А вот еще один факт, приведенный автором в книге:

«... В тридцать третьем союзные вожди, руководители республики шли и на прямую фальсификацию.

В августе 1933 года Украину посетил бывший премьер-министр Франции Эдуард Эррио. В честь высокого гостя в Харькове, Киеве устраивались пышные банкеты.

В города и села, где побывал Эррио, заранее завозились продукты. Жителям, которые все распродали во время голода, выдавали белье, одежду.

Вернувшись во Францию, Эррио, чье имя почиталось во всем мире, заявил, что все сообщения о голоде в Украине — большое вранье, клевета, выдумка нацистской пропаганды.

Слова Эррио тогда ввели в заблуждение многих на Западе».

Я не знаю, чье сердце не обольется кровью при словах о пышных банкетах на трупах умерших от голода.

«По-разному умирали люди, — записывает Хандрос. — Рассказ одной очевидицы Романенко из села Сосенка:

… Умерла наша родственница. А маленькую Аннушку семи лет дед Матвей Порхун забрал к себе. Деду — сам из бывших крепостных— далеко за девяносто. Аннушка питалась у нас, а на ночь возвращалась к деду. Однажды возвращаюсь домой, хлопочу возле печи.
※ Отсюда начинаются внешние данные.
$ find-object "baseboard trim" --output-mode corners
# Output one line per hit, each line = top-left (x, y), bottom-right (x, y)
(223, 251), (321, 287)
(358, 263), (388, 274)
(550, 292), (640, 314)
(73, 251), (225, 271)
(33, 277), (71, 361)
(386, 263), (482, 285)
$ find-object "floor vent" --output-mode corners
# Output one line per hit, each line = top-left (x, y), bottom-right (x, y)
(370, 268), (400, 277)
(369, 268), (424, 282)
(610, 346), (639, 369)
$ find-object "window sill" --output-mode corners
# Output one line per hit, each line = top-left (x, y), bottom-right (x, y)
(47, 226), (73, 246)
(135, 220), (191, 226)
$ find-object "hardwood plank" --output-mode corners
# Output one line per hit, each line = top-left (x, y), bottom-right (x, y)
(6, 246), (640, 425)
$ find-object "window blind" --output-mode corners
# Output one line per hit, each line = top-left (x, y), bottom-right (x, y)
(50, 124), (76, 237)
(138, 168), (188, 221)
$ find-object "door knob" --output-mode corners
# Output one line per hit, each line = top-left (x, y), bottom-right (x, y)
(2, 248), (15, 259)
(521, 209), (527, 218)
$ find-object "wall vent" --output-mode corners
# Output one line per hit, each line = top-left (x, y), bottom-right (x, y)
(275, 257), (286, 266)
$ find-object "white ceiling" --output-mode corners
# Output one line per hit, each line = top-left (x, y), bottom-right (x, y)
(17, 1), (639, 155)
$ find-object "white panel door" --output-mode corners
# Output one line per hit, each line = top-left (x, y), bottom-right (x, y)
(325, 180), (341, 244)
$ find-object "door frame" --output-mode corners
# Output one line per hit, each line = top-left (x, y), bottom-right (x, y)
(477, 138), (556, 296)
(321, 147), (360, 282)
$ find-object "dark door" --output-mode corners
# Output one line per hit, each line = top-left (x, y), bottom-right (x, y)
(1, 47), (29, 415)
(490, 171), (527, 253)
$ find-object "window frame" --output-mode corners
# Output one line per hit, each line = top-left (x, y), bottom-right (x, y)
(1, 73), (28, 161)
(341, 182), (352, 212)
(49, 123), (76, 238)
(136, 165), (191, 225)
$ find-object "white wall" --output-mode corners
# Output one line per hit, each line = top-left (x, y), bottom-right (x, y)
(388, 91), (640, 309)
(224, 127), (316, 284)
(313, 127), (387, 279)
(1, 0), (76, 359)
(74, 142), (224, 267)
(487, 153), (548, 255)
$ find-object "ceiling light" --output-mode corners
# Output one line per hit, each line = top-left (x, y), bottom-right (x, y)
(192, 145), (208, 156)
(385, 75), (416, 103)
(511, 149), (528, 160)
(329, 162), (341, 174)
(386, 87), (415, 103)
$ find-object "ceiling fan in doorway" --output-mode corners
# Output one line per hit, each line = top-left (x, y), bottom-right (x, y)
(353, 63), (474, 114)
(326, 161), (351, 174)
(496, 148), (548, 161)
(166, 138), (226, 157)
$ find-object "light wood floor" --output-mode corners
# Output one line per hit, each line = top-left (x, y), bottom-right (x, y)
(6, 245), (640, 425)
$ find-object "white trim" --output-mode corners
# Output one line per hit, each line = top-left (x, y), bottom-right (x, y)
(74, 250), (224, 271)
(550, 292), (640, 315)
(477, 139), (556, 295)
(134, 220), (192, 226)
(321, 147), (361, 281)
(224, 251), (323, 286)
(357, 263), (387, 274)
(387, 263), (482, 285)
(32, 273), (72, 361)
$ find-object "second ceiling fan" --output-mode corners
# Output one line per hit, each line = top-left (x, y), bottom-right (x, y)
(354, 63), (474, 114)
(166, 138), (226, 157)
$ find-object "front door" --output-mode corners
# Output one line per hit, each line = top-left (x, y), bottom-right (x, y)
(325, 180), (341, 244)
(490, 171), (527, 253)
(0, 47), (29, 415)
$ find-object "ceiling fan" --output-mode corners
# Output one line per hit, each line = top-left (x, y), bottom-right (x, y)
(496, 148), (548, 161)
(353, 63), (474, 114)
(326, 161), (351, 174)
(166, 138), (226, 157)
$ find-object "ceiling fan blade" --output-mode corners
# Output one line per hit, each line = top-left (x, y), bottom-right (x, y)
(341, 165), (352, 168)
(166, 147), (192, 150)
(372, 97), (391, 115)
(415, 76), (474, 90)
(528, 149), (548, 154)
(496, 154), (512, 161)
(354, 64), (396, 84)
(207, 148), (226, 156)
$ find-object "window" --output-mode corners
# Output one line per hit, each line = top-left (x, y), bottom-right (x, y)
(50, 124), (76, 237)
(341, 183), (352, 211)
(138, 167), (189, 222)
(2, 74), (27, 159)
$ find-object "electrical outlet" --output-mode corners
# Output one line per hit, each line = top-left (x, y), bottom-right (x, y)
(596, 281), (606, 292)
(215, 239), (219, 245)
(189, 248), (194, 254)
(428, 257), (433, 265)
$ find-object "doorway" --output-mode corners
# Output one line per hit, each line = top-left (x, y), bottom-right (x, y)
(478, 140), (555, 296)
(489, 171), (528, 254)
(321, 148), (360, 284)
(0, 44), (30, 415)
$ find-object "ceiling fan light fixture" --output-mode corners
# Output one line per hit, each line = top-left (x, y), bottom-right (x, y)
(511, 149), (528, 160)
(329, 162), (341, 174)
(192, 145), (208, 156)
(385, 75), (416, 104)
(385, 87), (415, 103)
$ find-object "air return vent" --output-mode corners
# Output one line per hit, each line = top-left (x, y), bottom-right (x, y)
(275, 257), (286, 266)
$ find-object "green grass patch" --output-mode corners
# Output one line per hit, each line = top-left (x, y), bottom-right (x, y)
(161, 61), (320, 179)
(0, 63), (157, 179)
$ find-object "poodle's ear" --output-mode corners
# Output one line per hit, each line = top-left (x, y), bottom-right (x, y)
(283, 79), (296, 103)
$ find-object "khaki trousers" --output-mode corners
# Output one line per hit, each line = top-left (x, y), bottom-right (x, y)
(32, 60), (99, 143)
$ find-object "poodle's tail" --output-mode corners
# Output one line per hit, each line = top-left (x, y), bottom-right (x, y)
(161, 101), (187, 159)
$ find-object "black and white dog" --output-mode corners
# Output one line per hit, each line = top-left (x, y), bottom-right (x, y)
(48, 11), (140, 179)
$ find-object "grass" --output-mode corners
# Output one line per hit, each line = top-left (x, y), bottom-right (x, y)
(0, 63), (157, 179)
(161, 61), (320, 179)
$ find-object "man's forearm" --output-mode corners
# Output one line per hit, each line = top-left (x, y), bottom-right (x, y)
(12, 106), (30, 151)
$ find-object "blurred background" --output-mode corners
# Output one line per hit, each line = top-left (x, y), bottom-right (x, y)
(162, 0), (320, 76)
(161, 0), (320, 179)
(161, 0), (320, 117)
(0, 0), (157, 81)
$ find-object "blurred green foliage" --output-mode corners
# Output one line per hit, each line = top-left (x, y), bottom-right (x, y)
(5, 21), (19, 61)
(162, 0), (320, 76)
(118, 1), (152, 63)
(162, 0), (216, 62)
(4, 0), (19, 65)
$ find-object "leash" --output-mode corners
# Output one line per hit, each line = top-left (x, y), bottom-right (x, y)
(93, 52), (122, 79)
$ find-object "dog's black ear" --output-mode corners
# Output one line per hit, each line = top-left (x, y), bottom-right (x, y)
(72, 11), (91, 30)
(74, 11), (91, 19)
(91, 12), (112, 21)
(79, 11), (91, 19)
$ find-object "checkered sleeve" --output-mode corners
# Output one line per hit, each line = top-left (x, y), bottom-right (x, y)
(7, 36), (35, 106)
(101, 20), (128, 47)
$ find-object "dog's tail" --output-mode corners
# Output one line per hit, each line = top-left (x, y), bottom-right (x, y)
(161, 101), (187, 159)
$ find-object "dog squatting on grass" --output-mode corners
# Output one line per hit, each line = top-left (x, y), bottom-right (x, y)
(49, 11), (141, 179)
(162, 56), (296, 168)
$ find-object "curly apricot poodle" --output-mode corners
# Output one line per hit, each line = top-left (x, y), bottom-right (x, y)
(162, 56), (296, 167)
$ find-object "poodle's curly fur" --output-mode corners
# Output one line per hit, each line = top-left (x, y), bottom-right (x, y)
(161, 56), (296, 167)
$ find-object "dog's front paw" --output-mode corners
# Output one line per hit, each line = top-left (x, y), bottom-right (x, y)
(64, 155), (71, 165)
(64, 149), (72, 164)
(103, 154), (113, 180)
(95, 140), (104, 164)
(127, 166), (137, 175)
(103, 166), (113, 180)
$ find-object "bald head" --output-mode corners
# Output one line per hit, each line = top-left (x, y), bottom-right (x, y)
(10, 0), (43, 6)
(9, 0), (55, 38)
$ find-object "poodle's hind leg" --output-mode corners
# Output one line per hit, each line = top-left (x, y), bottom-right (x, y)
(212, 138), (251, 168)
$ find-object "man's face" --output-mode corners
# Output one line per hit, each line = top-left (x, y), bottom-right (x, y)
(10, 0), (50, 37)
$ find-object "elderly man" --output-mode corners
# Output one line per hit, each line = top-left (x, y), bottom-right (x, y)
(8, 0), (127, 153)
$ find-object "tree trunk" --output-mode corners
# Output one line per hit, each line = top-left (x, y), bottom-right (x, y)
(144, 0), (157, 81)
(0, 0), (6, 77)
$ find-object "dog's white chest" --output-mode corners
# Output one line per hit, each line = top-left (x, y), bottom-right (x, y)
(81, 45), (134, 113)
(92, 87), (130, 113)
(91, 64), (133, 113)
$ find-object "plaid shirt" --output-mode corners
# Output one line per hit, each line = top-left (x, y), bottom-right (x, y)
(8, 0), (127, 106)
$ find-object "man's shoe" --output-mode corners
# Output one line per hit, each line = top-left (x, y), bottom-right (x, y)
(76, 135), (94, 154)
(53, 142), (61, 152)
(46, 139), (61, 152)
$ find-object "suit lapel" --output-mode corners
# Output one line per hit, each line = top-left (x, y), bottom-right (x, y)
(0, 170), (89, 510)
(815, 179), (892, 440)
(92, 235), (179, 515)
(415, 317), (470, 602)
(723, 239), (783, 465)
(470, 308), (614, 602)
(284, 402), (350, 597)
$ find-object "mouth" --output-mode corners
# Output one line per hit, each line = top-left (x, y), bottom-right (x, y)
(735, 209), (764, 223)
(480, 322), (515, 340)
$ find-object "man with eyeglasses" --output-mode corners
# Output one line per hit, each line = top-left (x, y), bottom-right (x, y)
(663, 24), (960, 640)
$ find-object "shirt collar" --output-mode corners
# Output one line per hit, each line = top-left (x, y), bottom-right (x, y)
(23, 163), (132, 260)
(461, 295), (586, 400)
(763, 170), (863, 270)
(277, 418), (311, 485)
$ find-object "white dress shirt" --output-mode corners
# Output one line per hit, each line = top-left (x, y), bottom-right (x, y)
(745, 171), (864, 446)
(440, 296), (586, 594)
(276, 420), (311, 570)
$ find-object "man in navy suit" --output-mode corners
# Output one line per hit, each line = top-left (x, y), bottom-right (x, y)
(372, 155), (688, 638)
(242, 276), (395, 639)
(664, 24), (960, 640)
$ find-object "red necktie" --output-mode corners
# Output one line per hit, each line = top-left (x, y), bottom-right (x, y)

Приходит.

— Чего, — спрашиваю, — пришла? Может, помыться? Так я корыто достану, воды нагрею.

Она:

— Нет, не нужно. Это дедушка прислали. Только они уже не живы.

Рассказывает:

— Прихожу, а дед на лаве лежит. Зовет: «Я буду, Аннушка, сегодня умирать, а ты не отходи, не бойся. Как ударят колокола, рот открою — не пугайся, ибо то душа вылетает». Протянул косыночку: «Подвяжешь, — показал, — вот так, чтобы я красивый лежал, сложишь мне руки, поровняешь ноги и беги к тетке». Я, тетушка Анна, все сделала, как дедушка приказали».

Эту книгу не мог писать равнодушный человек. Ее писал человек, который еще в годы тотального замалчивания решил сказать правду о геноциде украинского народа. Который из года в год собирал по крохам эту правду. По архивам, в разговорах с людьми — свидетелями искусственного голода, уничтожившего миллионы крестьян, опустошившего целые районы, села.

И на будущем суде над организаторами самого большого голодомора в истории человечества книга Бориса Хандроса «Смертные письма» будет выступать в роли свидетеля, в роли обвинителя, которого невозможно будет не выслушать, невозможно замолчать.

Неплохо бы переиздать эту книгу, чтобы она стала достоянием школ и вузов.